Imagem 06: Geovanni Lima, As pessoas dos 482 anos, Instalação. Adesivo autocolante branco [ONDE ESTÃO OS NEGROS EM CAMPINAS?], bandeira branca [algodão cru, com medidas de 2,30 m x 2,25 m]. Dimensões variadas. AT|AL 609, Campinas, São Paulo. Imagem: OEFEHÁ
Imagem 07: Geovanni Lima, caderno de artista. Fonte: Acervo do artista.
Imagem 08: Geovanni Lima, As pessoas dos 482 anos, documento de performance. Largo São Benedito/Campo da Alegria, Campinas, São Paulo. Imagem: OEFEHÁ
Imagem 09: Geovanni Lima, As pessoas dos 482 anos, documento de performance. Largo São Benedito/Campo da Alegria, Campinas, São Paulo. Imagem: OEFEHÁ
Imagem 10: Geovanni Lima, As pessoas dos 482 anos, Instalação. Cinerária marítima [mudas], sacos plásticos pretos e terra, posicionados em formato de cruz. Dimensões Variadas. AT|AL 609 , Campinas, São Paulo. Imagem: OEFEHÁ
Imagem 11: Geovanni Lima, As pessoas dos 482 anos, Instalação. Coroa de flores secas e cavalete. Dimensões variadas. AT|AL609, Campinas, São Paulo. Imagem: OEFEHÁ

Nota do autor 1: Imagens 03, 04 e 05: Geovanni Lima, As pessoas dos 482 anos, documento de performance. AT|AL 609, Igreja Nossa Senhora das Dores e Museu do Negro de Campinas. Campinas, São Paulo. Imagens: OEFEHÁ.

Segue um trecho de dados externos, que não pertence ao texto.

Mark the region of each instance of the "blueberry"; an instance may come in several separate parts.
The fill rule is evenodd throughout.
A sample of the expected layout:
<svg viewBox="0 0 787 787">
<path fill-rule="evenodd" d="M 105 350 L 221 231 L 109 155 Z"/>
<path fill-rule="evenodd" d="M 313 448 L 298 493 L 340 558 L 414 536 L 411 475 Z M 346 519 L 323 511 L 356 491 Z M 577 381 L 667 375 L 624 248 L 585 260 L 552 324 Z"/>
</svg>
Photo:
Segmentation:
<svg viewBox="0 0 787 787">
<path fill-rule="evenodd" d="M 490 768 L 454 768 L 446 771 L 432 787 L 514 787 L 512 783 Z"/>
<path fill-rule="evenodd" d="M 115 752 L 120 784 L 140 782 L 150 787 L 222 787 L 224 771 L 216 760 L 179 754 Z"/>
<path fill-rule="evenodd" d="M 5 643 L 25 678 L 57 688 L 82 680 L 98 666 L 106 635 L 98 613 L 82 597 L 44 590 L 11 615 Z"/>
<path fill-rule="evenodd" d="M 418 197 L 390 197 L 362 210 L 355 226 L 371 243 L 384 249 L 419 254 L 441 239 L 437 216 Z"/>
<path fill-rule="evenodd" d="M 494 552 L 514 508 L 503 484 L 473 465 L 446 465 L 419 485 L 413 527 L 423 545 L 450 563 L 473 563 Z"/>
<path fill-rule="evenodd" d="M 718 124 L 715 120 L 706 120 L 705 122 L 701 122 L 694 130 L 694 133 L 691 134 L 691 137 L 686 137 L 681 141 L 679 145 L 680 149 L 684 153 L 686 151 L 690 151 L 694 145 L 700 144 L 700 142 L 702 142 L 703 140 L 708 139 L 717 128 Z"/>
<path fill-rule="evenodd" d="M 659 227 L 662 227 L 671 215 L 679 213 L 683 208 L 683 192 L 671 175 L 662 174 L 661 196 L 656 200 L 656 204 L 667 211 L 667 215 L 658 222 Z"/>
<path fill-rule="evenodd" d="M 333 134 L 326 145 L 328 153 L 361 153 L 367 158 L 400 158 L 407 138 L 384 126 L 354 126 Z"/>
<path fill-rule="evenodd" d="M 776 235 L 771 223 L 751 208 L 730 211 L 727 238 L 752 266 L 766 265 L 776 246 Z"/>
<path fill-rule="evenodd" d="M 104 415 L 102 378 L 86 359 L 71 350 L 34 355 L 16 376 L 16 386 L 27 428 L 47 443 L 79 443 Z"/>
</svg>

Nota do autor 2: Processo criativo e imagens da exposição disponíveis em:

https://atal609.com.br/2021/10/08/geovanni-lima-as-pessoas-dos-482-anos/

*As pessoas dos 482 anos foi escrito em 2021, após a finalização da residência artística de Geovanni Lima no AT|AL 609, em Campinas/SP. É inédito.

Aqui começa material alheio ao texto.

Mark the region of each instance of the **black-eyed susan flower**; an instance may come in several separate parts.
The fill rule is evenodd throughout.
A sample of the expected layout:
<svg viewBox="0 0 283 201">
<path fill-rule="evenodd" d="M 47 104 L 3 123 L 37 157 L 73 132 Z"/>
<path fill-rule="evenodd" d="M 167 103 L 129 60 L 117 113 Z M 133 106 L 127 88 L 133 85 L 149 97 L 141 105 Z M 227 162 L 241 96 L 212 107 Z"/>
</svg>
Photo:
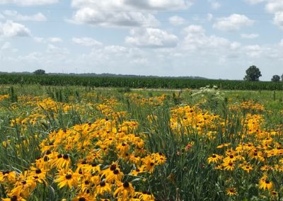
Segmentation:
<svg viewBox="0 0 283 201">
<path fill-rule="evenodd" d="M 59 171 L 54 182 L 58 183 L 59 188 L 64 186 L 68 186 L 69 188 L 71 188 L 77 185 L 79 178 L 79 174 L 74 173 L 71 170 L 62 170 Z"/>
<path fill-rule="evenodd" d="M 272 187 L 272 182 L 268 179 L 267 175 L 263 175 L 263 176 L 260 180 L 260 188 L 262 190 L 270 190 Z"/>
<path fill-rule="evenodd" d="M 222 156 L 214 154 L 207 159 L 207 161 L 209 164 L 211 163 L 217 163 L 221 159 L 223 159 Z"/>
<path fill-rule="evenodd" d="M 233 196 L 238 194 L 237 190 L 236 190 L 236 188 L 228 188 L 226 190 L 226 193 L 229 196 Z"/>
<path fill-rule="evenodd" d="M 120 187 L 113 193 L 117 197 L 117 200 L 127 200 L 134 197 L 134 189 L 132 184 L 127 181 L 119 184 Z"/>
</svg>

Geovanni Lima é artista visual e performer, pesquisador e educador. Doutorando e Mestre em Artes Visuais pela UNICAMP e licenciado em Artes Visuais pela UFES, com participação em diversos eventos de arte, como Maluguxs – Residência Artística (2021); UNICAMP QUEER (2020); XI Encuentro Internacional do Hemispheric Institute, da New York University (NYU) (2019); p.ARTE nº 42, da Plataforma de Performance Arte no Brasil (2019); Mostra de Performances Movediça (2019); Residência e Festival Corpus Urbis – 4ª edição – Oiapoque/AP (2018); e Festival Aldeia SESC Ilha do Mel (2017, 2018). Dentre as exposições de arte, destacam-se: As pessoas dos 482 anos (2021, exposição individual na Galeria ATAL 609); CORPO-EXPERIMENTO (2021, Museu de Arte do Espírito Santo); Diaspórica (2020, Instituto das Pretas); Atos de Mover (2018, Galeria Capibaribe); e Territórios Internos (2018, Casa Porto das Artes Plásticas). É um dos propositores do projeto Performe-se – Festival de Performance (2015, 2017) e coordena o Festival Lacração – Arte e Cultura LGBTQIA+ (2019, 2021), ambos no Espírito Santo. Em 2021 foi um dos artistas indicados ao Prêmio Pipa e um dos finalistas do Pipa Online.